Linear Regression Part 1: Simple Linear Regression
In this post, we’ll go over the basics of simple linear regression. Linear regression will be our first foray into predictive modeling. The models we’ve looked at in the past (t-tests, ANOVA) have focused solely on inference; although this is useful, regression will be a building block for a lot more use cases.
The Data
We’ll be using data from the 2015-16 standings on Basketball Reference. We’ll be scraping this using the following code and storing the data in a tibble called standings
. I added notes to explain what each line does.
library(rvest)
library(dplyr)
url <- "http://www.basketball-reference.com/leagues/NBA_2016_standings.html"
standings <- url %>%
# Input the css selector
read_html('#confs_standings_E') %>%
html_table() %>%
# Results are in a list with many elements
# We want the first two
.[1:2] %>%
# We bind the two elements into one tibble
bind_rows() %>%
# Team names are listed under two different columns separated by conference
# We'll combine them under the field 'Team'
# We also make a new column that shows the average difference in points
mutate(Team = ifelse(is.na(`Eastern Conference`), `Western Conference`,
`Eastern Conference`),
`PDiff/G` = `PS/G` - `PA/G`) %>%
select(Team, W, L, `PS/G`, `PA/G`, `PDiff/G`)

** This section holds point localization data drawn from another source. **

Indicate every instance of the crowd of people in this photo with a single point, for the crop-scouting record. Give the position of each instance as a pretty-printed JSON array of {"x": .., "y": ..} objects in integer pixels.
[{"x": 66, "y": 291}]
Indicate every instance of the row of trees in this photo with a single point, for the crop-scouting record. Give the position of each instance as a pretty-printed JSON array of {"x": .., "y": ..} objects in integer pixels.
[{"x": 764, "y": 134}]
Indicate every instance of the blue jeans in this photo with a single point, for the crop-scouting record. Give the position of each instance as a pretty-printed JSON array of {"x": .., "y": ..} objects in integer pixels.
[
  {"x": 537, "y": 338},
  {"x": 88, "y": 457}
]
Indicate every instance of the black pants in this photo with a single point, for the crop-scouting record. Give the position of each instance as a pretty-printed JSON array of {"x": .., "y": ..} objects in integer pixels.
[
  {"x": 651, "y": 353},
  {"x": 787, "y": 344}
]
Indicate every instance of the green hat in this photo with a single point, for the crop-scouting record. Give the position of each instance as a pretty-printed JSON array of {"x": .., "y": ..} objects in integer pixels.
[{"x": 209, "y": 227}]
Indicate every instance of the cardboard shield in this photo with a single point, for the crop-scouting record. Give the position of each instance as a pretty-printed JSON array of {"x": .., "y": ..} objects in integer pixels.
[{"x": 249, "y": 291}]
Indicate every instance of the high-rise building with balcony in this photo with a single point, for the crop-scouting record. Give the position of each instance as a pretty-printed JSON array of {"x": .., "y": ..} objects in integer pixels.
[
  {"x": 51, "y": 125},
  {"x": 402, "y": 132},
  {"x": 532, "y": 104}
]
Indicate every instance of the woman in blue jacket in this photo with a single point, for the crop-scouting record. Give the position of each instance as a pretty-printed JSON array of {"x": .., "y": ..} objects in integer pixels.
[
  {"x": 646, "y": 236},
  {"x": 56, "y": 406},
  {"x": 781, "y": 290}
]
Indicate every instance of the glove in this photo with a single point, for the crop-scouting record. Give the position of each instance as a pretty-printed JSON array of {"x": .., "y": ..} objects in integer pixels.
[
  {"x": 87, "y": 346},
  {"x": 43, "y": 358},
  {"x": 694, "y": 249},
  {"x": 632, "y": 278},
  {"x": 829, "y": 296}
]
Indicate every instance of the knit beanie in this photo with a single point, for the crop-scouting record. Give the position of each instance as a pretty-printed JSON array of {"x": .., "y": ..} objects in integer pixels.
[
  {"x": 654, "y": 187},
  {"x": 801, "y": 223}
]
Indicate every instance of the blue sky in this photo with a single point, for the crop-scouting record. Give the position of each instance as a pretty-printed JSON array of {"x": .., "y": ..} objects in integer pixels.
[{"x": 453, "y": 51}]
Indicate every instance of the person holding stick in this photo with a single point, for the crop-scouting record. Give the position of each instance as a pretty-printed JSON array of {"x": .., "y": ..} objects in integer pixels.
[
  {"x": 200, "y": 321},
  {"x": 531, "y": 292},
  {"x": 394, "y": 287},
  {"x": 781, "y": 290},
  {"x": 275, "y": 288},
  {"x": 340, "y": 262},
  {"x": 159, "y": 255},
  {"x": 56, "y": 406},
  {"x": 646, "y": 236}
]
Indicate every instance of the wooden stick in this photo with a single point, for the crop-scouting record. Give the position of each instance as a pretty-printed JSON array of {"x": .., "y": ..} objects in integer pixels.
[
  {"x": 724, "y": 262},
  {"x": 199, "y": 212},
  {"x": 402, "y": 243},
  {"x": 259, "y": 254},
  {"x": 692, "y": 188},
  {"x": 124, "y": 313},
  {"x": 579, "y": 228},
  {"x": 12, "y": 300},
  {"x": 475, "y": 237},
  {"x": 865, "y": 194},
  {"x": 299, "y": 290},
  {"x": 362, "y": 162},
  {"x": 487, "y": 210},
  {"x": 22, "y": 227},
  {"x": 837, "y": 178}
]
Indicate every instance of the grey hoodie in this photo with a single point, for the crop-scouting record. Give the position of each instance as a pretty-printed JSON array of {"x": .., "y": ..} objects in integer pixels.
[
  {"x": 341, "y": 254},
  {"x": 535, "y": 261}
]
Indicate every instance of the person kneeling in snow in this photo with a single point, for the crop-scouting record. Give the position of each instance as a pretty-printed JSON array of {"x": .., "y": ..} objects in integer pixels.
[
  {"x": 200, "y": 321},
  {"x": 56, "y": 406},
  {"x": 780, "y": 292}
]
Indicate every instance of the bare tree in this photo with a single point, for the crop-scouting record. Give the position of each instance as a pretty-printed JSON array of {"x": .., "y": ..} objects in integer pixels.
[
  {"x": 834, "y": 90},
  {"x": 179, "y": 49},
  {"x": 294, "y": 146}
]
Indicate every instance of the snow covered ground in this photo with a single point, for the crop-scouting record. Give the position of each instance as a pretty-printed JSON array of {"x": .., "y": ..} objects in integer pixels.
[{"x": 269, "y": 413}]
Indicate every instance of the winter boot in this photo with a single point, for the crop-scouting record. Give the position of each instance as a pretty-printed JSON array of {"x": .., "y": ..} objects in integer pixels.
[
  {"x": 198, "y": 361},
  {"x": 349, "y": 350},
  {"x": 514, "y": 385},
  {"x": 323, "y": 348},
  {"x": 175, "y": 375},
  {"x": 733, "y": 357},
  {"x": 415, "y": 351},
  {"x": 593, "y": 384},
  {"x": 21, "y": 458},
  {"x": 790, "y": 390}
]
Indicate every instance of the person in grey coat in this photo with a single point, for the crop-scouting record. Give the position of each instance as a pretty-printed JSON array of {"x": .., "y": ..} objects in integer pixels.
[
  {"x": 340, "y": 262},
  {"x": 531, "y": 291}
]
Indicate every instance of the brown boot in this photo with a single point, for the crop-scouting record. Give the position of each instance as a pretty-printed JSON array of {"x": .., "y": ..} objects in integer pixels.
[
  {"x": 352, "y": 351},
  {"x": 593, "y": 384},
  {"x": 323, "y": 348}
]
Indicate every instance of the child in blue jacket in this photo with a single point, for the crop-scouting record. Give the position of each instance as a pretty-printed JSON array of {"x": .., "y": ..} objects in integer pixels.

You might notice a lot of accents around column names. Those are used on names that are not syntactically valid. These could be column names with blank spaces, punctuation, or slashes. If the accents become annoying, the make.names
function will make column names valid.
Initial Analysis
Lets take a look at the effect of PDiff/G
on wins, W
. PDiff/G
is a column we created that shows the difference between a team’s average points scored per game and average points scored against per game. One would expect a higher value for this difference would result in more wins.
Let’s start by plotting the relationship between the two using a scatter plot.
library(ggplot2)
standings %>%
ggplot(aes(x = `PDiff/G`, y = W)) +
geom_point() +
geom_smooth(method = "lm", se = F) +
labs(x = "Point Differential Per Game", y = "Wins")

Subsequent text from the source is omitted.